Narratives of Injury

Narratives of Injury PDF Author: Rosalyn Buckland
Publisher: Taylor & Francis
ISBN: 1040157599
Category : Literary Criticism
Languages : en
Pages : 240

Get Book Here

Book Description
Narratives of Injury redescribes the history of injury from the perspective of those most at risk, rather than medical professionals and other outsiders. Refocusing on the first-hand perspectives found in literary texts and journalistic accounts, it uncovers a self-conscious tradition of mining stories running through nineteenth-century writing. The book examines both non-canonical authors and famous novelists, including Charles Dickens, Joseph Skipsey, G. A Henty, E. H. Burnett, George Eliot, Edward Tirebuck, H.G. Wells and D. H. Lawrence. Their narratives revise our understanding both of injury and of the radical potential of fiction. Sudden physical injuries have often been configured as fundamentally unknowable by the victims themselves, particularly in studies of nineteenth-century literature and culture. Likewise, narratives of psychological trauma have been largely understood, in Cathy Caruth's words, as the 'attempt to master what was never fully grasped in the first place.' Such readings privilege the reader as a necessary interpreter of physical or psychological injury. By contrast, Narratives of Injury reasserts the significance of patients' own experiences, choices and actions.

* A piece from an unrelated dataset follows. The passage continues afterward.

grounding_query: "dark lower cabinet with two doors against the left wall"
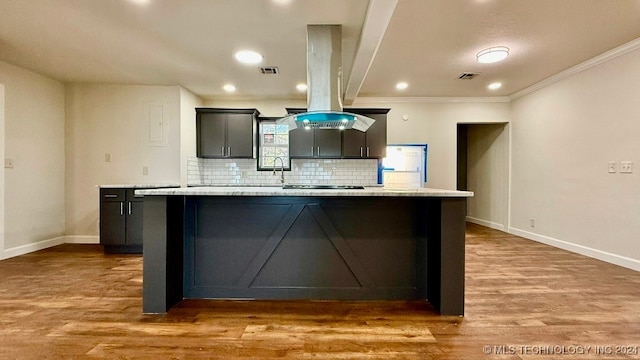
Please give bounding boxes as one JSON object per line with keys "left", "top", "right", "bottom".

Plotting Disability in the Nineteenth-Century Novel

Plotting Disability in the Nineteenth-Century Novel PDF Author: Clare Walker Gore
Publisher: Edinburgh University Press
ISBN: 1474455034
Category : Literary Criticism
Languages : en
Pages : 273

Get Book Here

Book Description
This volume takes an exciting new approach to characterisation and plot in the Victorian novel, examining the vital narrative work performed by disabled characters. It demonstrates the centrality of disability to the Victorian novel, demonstrating how attention to disability sheds new light on texts' arrangement and use of bodies. It also argues that the representation of the disabled body shaped and signalled different generic traditions in nineteenth-century fiction.